Keywords

1 Introduction

In the recent years, the Public Safety (PS) field has shown an increasing interest towards different forms of network sharing models in contrast to building out dedicated legacy PS networks. This interest has led 3GPP to include, from Release 11 onwards, the requirements of Mission Critical (MC) communications as a central topic to address the key requirements of the next generation broadband PS networks.

In order to support the demanding set of requirements of the PS vertical, NFV offers a new way to design, deploy and manage networking services. As a key technology for the development of the 5G ecosystem, NFV decouples the network functions from proprietary hardware appliances in order to be run in a virtualized infrastructure. This architecture drives the rapid development of new network services with elastic scale and automation. Additionally, the use of end-to-end network slicing mechanisms will allow sharing the infrastructure among other vertical industries or services and customising its capabilities on a per-tenant basis.

This paper presents the intelligent orchestration process of a Mission Critical Push-To-Talk (MCPTT) service over an NFV architecture. MCPTT compels tight requirements that include, among others, high availability and reliability, very low latency, support for one-to-one and group calls, talker identification and high audio quality for clear interchange of information. In this context, the network orchestrator must provide the tools to share edge computing capabilities between mission critical and commercial users.

MCPTT is a PS mission-critical voice communication type, aimed at the coordination of emergency teams that are organized in groups [1]. It provides an arbitrated method by which two -or more- users may engage in communication. Users may request permission to transmit (e.g., traditionally by means of a press of a button) and the MCPTT service provides a deterministic mechanism to arbitrate between requests that are in competition (i.e., Floor control). When multiple requests occur, the determination of which user’s request is accepted, and which users’ requests are rejected -or queued- is based upon a number of characteristics (including the respective priorities of the users in contention).

The challenge consists on transparently and elastically allocating the available resources to the variety of actors requiring different services with different priorities in space and time. To that aim, the network slicing based on virtualization techniques must be used to modify the network behaviour by changing functions or reconfiguring parameters. At this point, the intelligent orchestration process of the network slices, including commercial and MCPTT users, involves the collection of performance data through a monitoring system that processes them and generates the corresponding alerts.

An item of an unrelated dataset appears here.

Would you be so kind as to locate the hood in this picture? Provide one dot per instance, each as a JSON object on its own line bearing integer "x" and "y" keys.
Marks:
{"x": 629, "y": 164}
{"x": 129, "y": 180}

This paper is organized as follows. Next section provides a brief overview on the current state of network management and orchestration towards the definition of service slices. Then, Sect. 3 describes the deployment of an MCPTT service over NFV architecture, including the technical specifications of the platform that will host the service. Section 4 describes the validation scenario to later, in Sect. 5, propose an intelligent orchestration process that includes a monitoring module to feed the decision-making engine. Finally, Sect. 6 summarizes the main contributions and poses new research challenges that will be addressed in the future.

2 Related Work

The previous section remarks the importance of network slicing in NFV architectures to simultaneously provide a multitude of diverse services over a common underlying physical infrastructure. The concept of slicing in 5G and next-to-5G environments has been widely discussed in the recent years.

Authors in [2] define the concept of slicing as the separation of a single physical network into multiple isolated logical networks. Another definition in [3] states that a network slice instance is formed by a set of network functions and logical resources enabling the deployment of a complete logical network infrastructure capable of accommodating the requirements for a specific service. Then, the network slicing in an NFV architecture includes the allocation of the common virtualised resources among the existing services.

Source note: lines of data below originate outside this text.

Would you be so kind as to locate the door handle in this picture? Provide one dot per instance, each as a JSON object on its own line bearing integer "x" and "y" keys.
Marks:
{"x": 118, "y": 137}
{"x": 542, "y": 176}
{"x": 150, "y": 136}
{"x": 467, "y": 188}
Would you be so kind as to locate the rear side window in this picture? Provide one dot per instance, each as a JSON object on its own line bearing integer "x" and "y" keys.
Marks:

Work in [4] shows an example of a network slicing use case over NFV with two tenants, each of them operating several service slices. The authors describe the multiple challenges to be addressed in order to make the slicing process possible. These challenges include the design of adequate resource management mechanisms that enable resource sharing among slices when necessary, without violating their required performance levels. The work in [5] proposes an orchestration system that realises application-aware end-to-end slices on demand, each of which contains not only guaranteed end-to-end bandwidth resources (i.e., in the forms of virtual links, virtual switches, and virtual access points) but also isolated Information Technology (IT) resources (i.e., in the form of virtual network functions) to carry specific applications with quality of service (QoS) guarantees. These examples reflect the interest on network slicing, but the challenge of the elastic resource allocation that dynamically distributes the available virtualized resources among the existing slices instances still remains unsolved, especially when related to the dynamic prioritization of services.

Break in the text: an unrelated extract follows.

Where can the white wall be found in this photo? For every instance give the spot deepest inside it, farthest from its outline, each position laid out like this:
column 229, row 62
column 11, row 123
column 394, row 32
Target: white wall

One fundamental issue when addressing the dynamic allocation of resources for network slicing in NFV is related to the possibility of scaling the VNFs. There are many algorithms that employ machine learning or other Artificial Intelligence (AI) methods to decide the optimal number of instances of a VNF needed to provide the requested service. The study in [6] targets the dynamic provisioning of network services expressed as one or multiple service chains in cloud datacentres and designs efficient online algorithms without requiring any information about future traffic rates. Authors in [7] seek a proactive approach to provision new instances for overloaded VNFs ahead of time based on the estimated flow rates. The authors formulate the VNF provisioning problem in order that the cost incurred by inaccurate prediction and VNF deployment is minimized. The work in [8] addresses a dynamic VNF service chain deployment and scaling by a novel combination of an online provisioning algorithm and a multi-armed bandwidth optimization framework, which exploits online learning of the available bandwidths to enable the optimal deployment of a scaled service chain. This kind or methods solve the analytical problem of deciding when and how to scale a VNF, but must jet be introduced into a complete orchestration system in order to be integrated with the management and orchestration (MANO) operation.

The existing literature shows that, although network slicing has gained a great interest, the proposed solutions are still in process of being fully developed. Among the many challenges that arise, one fundamental issue is the automation of the resource allocation for the elastic dimensioning of the slice. The following sections of this paper introduce the concept of service monitoring, that involves the collection and processing of performance data from the NFV architecture. The monitoring system is an intelligent decision-making module that generates the necessary alerts to trigger the orchestration processes, such as VNF scaling, in order to perform the re-allocation of resources as needed.

3 Deployment of Mission Critical Push-to-Talk over an NFV Architecture

To evolve the MCPTT into an NFV-ready service it must be defined as a Network Service and, as such, be described by a Network Service Descriptor (NSD). Each VNF that composes the service chain, for its side, is defined by a VNF Descriptor (VNFD) plus the image that implements its correspondent functionality. When a MC service is instantiated, the orchestrator must create the network slice that accommodates critical services ensuring the high availability, reliability, and low latency expected for these communications. This implies not only the allocation of the necessary resources to instantiate and run the VNF chain, but also the monitoring and scaling of the service in order to meet the elastic demand. The MC slice must have a prioritized access to resources in the cloud infrastructure, which may result in a low-priority service deallocation, if required, in order to meet the service level agreements (SLAs).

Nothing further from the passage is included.